Westhouse puts Centamin under review as shares tumble
Nick Hatch, analyst at Westhouse, has put his 'buy' recommendation on Centamin (CEY.L) under review after the miner announced it had suspended operations at its Sukari mine in Egypt.
The shares lost as much as 57% yesterday morning after Centamin announced it was subject to what it called an ‘illegal retrospective claim from Egyptian General Petroleum Corporation for about $65 million for diesel fuel’ and ‘an unforeseen and arbitrary request from customs officials’ that led to its shipments of gold being halted.
Hatch said the announcement is clearly bad news in the short term. Analysts at Investec agreed, saying although the issue would be resolved it more than offsets the upside potential of the group.
Centamin shares at 27.77p on Thursday, down 21.9p or 41.6%. They have lost two thirds of their value this year, valuing the company at £314 million.
Seymour Pierce says 'sell' HMV
Freddie George, analyst at Seymour Pierce, has reiterated his 'sell' recommendation on HMV (HMV.L) after the music retailer warned it's in danger of breaching its banking agreements unless Christmas sales pick up soon.
The retailer said it has '12 critical days' to shift CDs and iPod gubbins after sales in the first half of the festive month got off to a bad start. The shares lost over a third of their value in the wake of the news, wiping out the spike seen in the chart above, which followed the ongoing sale of various assets in an effort to keep debts under control.
'At this stage, we see no reason to change our SELL recommendation or our price target of 1p as we are unconvinced that the shift in mix towards portable digital technology will be enough to offset the structural pressures on its core business of music, vision and gaming,' George said.
'We continue to see HMV as a value trap with potentially insurmountable structural issues.'
Shares in the group closed at 2.48p on Thursday, down 1.62p or 39.4%.
Peel Hunt sees bright future for Imagination Technologies
Alexandra Jarvis, analyst at Peel Hunt, has reiterated her 'buy' recommendation on Imagination Technologies (IMG), saying the interim results gave plenty of reasons for investors to look at the chip designer.
Although Jarvis cut her pre-tax profit forecast for the company from £44 million to £37.7 million as a result of higher costs, including the acquisition of a camera technology business, she said royalty growth of 66% year-on-year was highly encouraging.
'There is no doubting that IMG’s end-market exposure is excellent,' she said. 'Over the next year, IMG should be able to demonstrate a diversification into new segments and beyond graphics, and should also extend a performance lead in graphics.'
However, the analyst did stress Imagination needs to act to reduce the volatility of its shares by doing a better job of managing consensus expectations and newsflow.

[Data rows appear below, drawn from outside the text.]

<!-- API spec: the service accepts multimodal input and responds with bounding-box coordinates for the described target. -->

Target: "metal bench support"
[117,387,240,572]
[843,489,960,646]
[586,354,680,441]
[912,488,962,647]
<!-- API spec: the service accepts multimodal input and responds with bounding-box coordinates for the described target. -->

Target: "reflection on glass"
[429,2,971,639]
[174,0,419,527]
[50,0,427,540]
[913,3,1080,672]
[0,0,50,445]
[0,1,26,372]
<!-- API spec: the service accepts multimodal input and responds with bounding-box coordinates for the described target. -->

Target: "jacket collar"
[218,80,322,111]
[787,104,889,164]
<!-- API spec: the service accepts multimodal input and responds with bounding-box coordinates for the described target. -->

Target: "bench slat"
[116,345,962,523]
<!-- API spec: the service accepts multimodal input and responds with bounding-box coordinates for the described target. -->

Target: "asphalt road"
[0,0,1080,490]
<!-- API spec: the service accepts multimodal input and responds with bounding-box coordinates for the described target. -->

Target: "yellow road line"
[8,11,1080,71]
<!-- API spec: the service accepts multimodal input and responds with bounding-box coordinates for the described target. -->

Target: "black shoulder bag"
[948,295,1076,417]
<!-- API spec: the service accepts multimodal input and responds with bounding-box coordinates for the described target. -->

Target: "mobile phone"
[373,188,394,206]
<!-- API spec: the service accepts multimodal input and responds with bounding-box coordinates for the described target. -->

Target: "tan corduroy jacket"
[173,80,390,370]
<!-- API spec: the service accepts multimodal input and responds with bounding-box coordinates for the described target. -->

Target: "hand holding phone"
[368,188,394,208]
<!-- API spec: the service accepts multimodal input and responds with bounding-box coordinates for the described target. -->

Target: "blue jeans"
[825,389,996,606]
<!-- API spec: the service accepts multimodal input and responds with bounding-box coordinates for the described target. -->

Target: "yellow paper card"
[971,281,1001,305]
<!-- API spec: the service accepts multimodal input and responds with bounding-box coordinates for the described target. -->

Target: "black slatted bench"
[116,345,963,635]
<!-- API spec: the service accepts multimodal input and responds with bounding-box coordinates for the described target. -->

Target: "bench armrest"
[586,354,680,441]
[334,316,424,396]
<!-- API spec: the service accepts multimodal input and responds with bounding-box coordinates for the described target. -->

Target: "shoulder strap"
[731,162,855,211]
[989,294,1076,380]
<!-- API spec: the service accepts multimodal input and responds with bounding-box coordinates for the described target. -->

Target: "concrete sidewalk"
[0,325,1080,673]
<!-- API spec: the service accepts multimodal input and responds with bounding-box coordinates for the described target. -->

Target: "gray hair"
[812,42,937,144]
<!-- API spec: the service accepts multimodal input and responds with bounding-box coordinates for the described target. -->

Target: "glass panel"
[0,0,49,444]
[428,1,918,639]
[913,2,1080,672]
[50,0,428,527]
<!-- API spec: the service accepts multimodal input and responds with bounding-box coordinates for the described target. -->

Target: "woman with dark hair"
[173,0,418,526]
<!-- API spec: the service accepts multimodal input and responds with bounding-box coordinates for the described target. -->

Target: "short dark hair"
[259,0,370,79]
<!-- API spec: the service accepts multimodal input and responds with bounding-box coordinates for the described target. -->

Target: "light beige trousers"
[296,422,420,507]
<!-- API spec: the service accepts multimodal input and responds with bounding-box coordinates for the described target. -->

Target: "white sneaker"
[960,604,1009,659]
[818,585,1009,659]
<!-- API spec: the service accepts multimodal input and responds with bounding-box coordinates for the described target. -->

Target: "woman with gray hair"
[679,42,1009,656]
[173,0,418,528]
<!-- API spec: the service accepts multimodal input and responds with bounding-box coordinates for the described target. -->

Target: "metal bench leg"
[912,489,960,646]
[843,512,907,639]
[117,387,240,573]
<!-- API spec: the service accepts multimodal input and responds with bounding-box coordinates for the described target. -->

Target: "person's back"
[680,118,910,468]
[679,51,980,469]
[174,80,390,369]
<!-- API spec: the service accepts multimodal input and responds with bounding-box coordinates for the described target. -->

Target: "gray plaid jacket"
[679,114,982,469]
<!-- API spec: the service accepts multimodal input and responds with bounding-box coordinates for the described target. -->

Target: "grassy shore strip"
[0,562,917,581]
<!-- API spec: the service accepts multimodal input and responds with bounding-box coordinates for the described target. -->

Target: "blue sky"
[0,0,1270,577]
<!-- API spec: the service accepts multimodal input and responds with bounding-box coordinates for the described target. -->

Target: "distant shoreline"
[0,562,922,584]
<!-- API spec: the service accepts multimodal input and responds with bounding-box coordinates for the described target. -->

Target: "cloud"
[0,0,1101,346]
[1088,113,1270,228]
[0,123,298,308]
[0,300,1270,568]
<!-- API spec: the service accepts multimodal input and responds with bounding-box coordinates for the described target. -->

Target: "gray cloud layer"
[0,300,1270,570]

Imagination is a member of Citywire Top Stocks through its top 10 position in the AXA Framlington UK Select Opportunities fund run by Nigel Thomas. Shares in the group closed at 408p on Thursday, down 17p or 4%.
Shore Capital welcomes Sants' arrival at Barclays
Gary Greenwood, analyst at Shore Capital, has welcomed the appointment of Hector Sants to Barclays (BARC.L)'s executive board, saying he has the credentials to straighten out the bank's less than brilliant track record with regulators.
'We view this as another strong appointment by the company given Sants’ impressive curriculum vitae, which includes being the former head of the Financial Services Authority (FSA), deputy governor designate of the Bank of England (BoE), CEO designate of the Prudential Regulation Authority and member of the Financial Policy Committee,' the analyst said.
Nonetheless, he said the hiring of Sants wouldn't solve all its regulatory issues overnight. As a result he reiterated his 'neutral' stance on the shares despite what he said was an undemanding price-to-earnings valuation of 6.3 times.
Shares in the bank closed at 253.9p on Thursday, up 1.3p or 0.5%.
Canaccord trims target price for Wood Group
James Evans, analyst at Canaccord, has cut his target price for oil services business Wood Group (WG.L), saying it looks like growth next year will be lower than expected.
Although the group's interim management statement says it expects 'good growth' in 2013 Evans said there are reasons for caution. He noted that there's been a big slowdown in engineering headcount growth, which is now at 10,300 versus end of June (10,100) and end of last year (9,100).
'This would imply a topline engineering slow down to high single-digit revenue growth next year (versus about 25% this year) - and around 15% earnings growth (versus guidance of 30%+ for 2012 and consensus of 20%+),' he said.
Evans' target price falls 2% to 900p, and he retains his 'hold' recommendation.
Shares in the group closed at 733.5p on Thursday, down 35p or 4.6%.